Details of the successful Iraqi offensive remained sketchy at week’s end. But according to most accounts, Iraq’s elite Presidential Guards and the 7th Army Corps launched a two-pronged assault from positions about 15 km north of Fao. Lt.-Gen. Maher Abd alRasheed, the 7th Army commander, later claimed that he had expected to

take four or five days to achieve his objectives. But Iraqi infantry and tanks—backed by attack helicopters— broke through the surprised Iranian defences so quickly that the Iranians were sent fleeing east across the Shatt al-Arab waterway in 36 hours. After an official Iraqi communiqué announced that “your sons have entered the dear town of Fao, liberating its soil from the filth of the invaders,” Iraqis staged a wild celebration in the Baghdad streets. And the following day journalists touring the area reported that the road to Fao was lined with Iranian corpses. About 200 Iranian prisoners of war sat silently in a large yard, and abandoned Iranian bunkers, tanks and machine-guns were everywhere.

At the same time, Tehran charged that eight U.S. helicopters had fired on their troops during the Iraqi offensive, and that Kuwait had allowed Iraqi forces to use its Bubiyan Island as a base for helicopter sorties. The Iranians vowed swift retribution against what one spokesman called the “Baghdad-Kuwait-Washington axis”—and launched a Soviet-made Scud missile at a Kuwaiti oilfield, missing the mark. On Friday the Iraqis reported that they had sunk a medium-sized Iranian vessel in the Gulf. And the U.S. navy reported destroying five more mines, bringing to 13 the total detonated since one struck the Samuel Roberts.

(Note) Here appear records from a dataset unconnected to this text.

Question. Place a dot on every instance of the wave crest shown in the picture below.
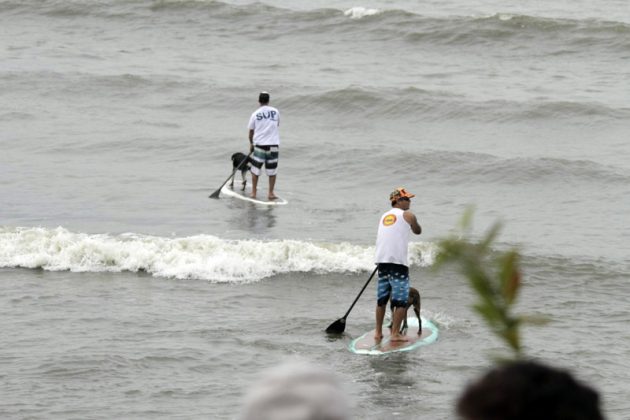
(203, 257)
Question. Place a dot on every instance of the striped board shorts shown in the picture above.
(265, 155)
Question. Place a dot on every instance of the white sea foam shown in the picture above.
(197, 257)
(360, 12)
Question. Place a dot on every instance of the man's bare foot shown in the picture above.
(399, 338)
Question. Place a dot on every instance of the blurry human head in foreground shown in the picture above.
(296, 391)
(528, 390)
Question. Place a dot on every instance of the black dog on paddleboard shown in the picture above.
(414, 300)
(237, 158)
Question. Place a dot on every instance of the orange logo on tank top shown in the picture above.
(389, 220)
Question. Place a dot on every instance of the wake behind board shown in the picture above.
(245, 196)
(366, 344)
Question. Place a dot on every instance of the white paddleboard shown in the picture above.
(367, 345)
(245, 196)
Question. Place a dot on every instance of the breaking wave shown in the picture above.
(203, 257)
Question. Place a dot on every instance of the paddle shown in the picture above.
(339, 325)
(217, 192)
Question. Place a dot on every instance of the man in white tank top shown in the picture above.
(392, 242)
(264, 142)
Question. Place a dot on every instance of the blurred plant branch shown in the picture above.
(494, 276)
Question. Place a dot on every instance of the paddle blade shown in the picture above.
(337, 327)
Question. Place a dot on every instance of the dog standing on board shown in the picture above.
(237, 158)
(414, 300)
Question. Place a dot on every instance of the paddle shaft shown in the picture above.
(360, 293)
(218, 191)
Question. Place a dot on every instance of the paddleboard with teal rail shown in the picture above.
(245, 195)
(367, 345)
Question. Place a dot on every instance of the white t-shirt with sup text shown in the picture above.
(265, 122)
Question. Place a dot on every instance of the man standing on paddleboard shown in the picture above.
(392, 242)
(264, 141)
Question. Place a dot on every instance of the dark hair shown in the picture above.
(528, 390)
(263, 98)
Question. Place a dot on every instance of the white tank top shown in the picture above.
(392, 239)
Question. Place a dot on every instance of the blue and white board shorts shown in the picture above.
(265, 155)
(393, 280)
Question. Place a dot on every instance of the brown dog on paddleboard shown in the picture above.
(414, 300)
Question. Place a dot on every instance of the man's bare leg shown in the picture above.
(399, 313)
(254, 184)
(380, 315)
(272, 184)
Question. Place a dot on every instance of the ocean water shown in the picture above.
(127, 293)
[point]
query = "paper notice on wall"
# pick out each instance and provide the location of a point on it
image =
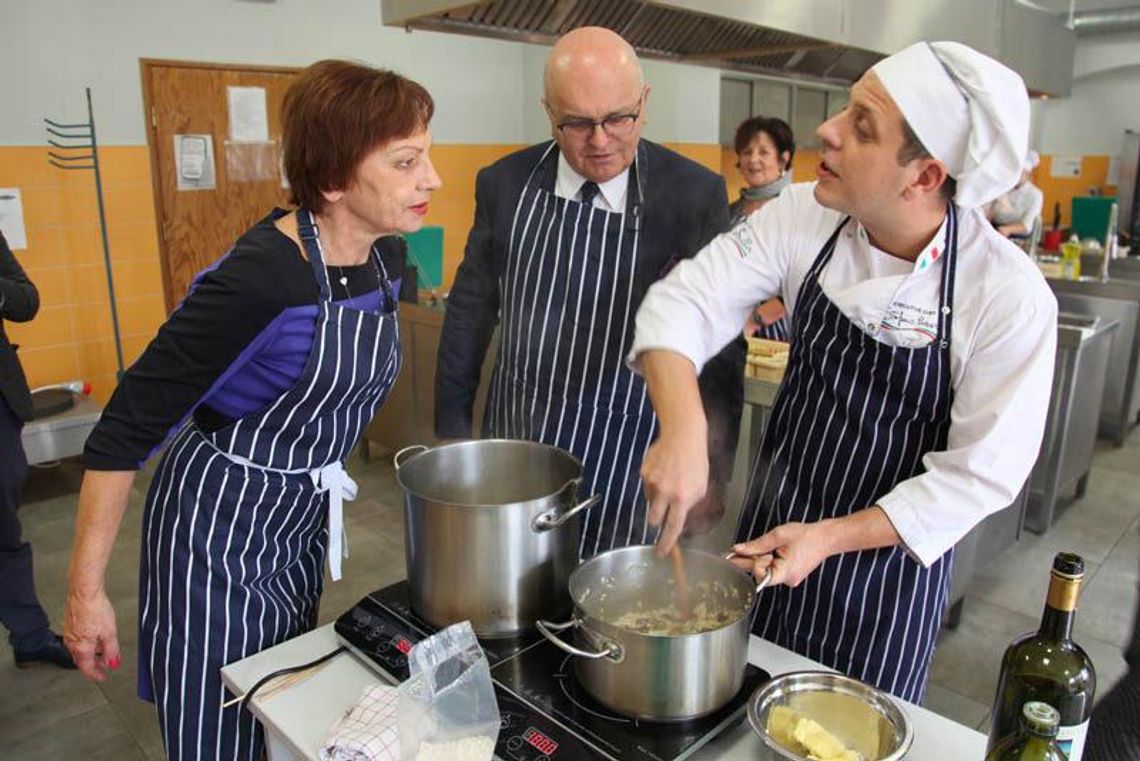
(251, 162)
(249, 119)
(11, 219)
(1114, 171)
(1061, 165)
(194, 162)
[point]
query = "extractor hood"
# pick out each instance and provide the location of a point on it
(822, 40)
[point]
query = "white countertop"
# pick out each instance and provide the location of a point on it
(298, 719)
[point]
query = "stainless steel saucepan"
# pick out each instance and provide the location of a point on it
(627, 655)
(491, 531)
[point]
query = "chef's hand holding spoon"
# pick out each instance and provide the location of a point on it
(796, 549)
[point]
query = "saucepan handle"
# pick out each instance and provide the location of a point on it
(612, 651)
(415, 448)
(767, 575)
(554, 517)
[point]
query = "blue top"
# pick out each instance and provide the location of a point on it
(235, 344)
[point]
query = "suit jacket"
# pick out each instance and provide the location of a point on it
(19, 301)
(681, 207)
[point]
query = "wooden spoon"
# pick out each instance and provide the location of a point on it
(684, 602)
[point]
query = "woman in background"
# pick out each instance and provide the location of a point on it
(268, 370)
(765, 147)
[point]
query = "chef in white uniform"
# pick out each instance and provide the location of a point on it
(1014, 212)
(917, 390)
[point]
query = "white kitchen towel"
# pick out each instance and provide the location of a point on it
(367, 731)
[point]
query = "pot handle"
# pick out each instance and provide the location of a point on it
(546, 629)
(396, 458)
(553, 518)
(767, 577)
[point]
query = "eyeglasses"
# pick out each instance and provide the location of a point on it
(615, 125)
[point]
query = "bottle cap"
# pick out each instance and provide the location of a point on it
(1040, 718)
(1068, 564)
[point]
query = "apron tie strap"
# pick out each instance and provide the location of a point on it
(340, 485)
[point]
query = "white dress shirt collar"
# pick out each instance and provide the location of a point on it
(929, 254)
(612, 196)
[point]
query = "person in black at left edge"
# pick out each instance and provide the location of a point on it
(29, 632)
(268, 373)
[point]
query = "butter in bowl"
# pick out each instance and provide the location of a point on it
(764, 353)
(817, 716)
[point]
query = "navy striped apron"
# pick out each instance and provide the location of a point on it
(854, 418)
(237, 522)
(560, 377)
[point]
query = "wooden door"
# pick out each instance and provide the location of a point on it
(197, 226)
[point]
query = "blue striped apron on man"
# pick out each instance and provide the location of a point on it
(854, 418)
(237, 523)
(561, 378)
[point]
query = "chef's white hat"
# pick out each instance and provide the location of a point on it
(969, 111)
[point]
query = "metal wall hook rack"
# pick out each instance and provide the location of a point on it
(81, 138)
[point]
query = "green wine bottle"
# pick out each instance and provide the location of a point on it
(1036, 741)
(1047, 665)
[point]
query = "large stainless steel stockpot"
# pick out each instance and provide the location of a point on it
(491, 532)
(651, 676)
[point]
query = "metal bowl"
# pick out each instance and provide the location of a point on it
(863, 718)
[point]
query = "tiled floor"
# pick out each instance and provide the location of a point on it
(51, 714)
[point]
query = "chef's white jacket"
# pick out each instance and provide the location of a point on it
(1002, 346)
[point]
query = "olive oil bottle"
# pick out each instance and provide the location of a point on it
(1047, 665)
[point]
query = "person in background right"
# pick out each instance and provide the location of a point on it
(765, 146)
(1014, 212)
(1114, 731)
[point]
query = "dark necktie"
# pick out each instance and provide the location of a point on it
(588, 190)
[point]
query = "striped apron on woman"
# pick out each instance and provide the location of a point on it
(560, 377)
(854, 418)
(237, 522)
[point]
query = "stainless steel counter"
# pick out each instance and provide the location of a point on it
(60, 435)
(298, 719)
(1083, 350)
(1114, 301)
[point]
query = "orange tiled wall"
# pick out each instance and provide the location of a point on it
(1061, 189)
(72, 336)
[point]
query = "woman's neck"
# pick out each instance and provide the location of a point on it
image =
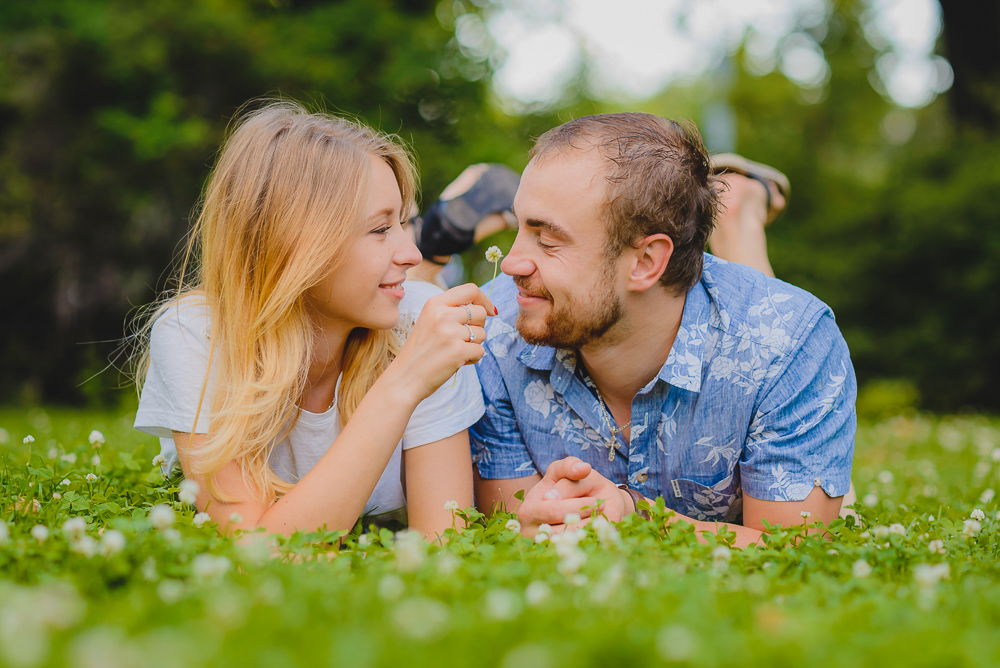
(325, 366)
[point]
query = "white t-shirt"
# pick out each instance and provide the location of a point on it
(178, 357)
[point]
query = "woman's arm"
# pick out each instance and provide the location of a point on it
(436, 473)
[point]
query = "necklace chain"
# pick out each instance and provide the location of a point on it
(610, 444)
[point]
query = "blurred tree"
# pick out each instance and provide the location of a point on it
(111, 112)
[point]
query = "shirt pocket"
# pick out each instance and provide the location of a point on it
(722, 502)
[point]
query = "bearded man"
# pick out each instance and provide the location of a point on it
(626, 363)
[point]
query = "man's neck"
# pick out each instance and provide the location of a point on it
(631, 355)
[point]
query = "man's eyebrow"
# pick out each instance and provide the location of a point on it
(547, 226)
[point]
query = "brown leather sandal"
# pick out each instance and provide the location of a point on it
(723, 163)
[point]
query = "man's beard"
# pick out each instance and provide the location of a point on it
(574, 325)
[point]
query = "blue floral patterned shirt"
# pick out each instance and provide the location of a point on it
(757, 395)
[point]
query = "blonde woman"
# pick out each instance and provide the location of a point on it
(282, 376)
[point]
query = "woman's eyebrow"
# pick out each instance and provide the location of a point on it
(382, 213)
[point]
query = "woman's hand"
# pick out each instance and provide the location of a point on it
(448, 335)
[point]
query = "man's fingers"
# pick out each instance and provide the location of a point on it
(554, 512)
(572, 468)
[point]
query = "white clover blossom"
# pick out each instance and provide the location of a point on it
(494, 254)
(971, 527)
(161, 516)
(74, 528)
(537, 593)
(861, 569)
(188, 492)
(112, 542)
(207, 566)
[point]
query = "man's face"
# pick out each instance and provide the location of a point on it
(568, 290)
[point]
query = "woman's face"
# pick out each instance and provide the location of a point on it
(366, 288)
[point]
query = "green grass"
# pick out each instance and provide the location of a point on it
(641, 595)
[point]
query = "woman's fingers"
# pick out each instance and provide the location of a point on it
(468, 293)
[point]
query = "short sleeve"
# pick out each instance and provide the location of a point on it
(179, 351)
(802, 434)
(452, 408)
(498, 448)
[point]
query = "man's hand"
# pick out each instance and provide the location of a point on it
(571, 486)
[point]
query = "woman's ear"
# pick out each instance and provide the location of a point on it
(651, 258)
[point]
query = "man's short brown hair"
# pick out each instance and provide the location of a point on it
(659, 182)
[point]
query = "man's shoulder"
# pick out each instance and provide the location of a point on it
(762, 309)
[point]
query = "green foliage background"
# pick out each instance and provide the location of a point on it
(111, 112)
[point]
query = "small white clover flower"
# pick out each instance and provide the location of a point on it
(971, 527)
(161, 516)
(74, 528)
(188, 492)
(112, 542)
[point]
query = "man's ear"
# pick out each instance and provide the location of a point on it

Despite their losses, some observers speculated that the Iranians would strike back. The war, with its seemingly endless loss of life and bombing of cities—as well as the Iraqis’ use of poison gas—has put enormous pressure on the regime of Ayatollah Ruholla Khomeini. Shahrough Akhavi, professor of government at the University of South Carolina, predicted last week that Iran would launch terrorist attacks against American military targets in Europe or Asia. “I think the Iranians will try to Americanize the war with Iraq,” said Akhavi.

Indeed, some U.S. analysts questioned whether Washington could afford to provoke the hard-pressed Iranians any further. “We are at a crossover point right now,” warned James Bill, director of the Centre for International Studies at the College of William and Mary in Williamsburg, Va. “If America kills large numbers of Iranians and gets into a deeper conflict, there will be American deaths. America will bleed. This is not Grenada out there.” As the world waited for the Iranians to retaliate, the possibility of an even larger Gulf War—however unlikely—continued to loom.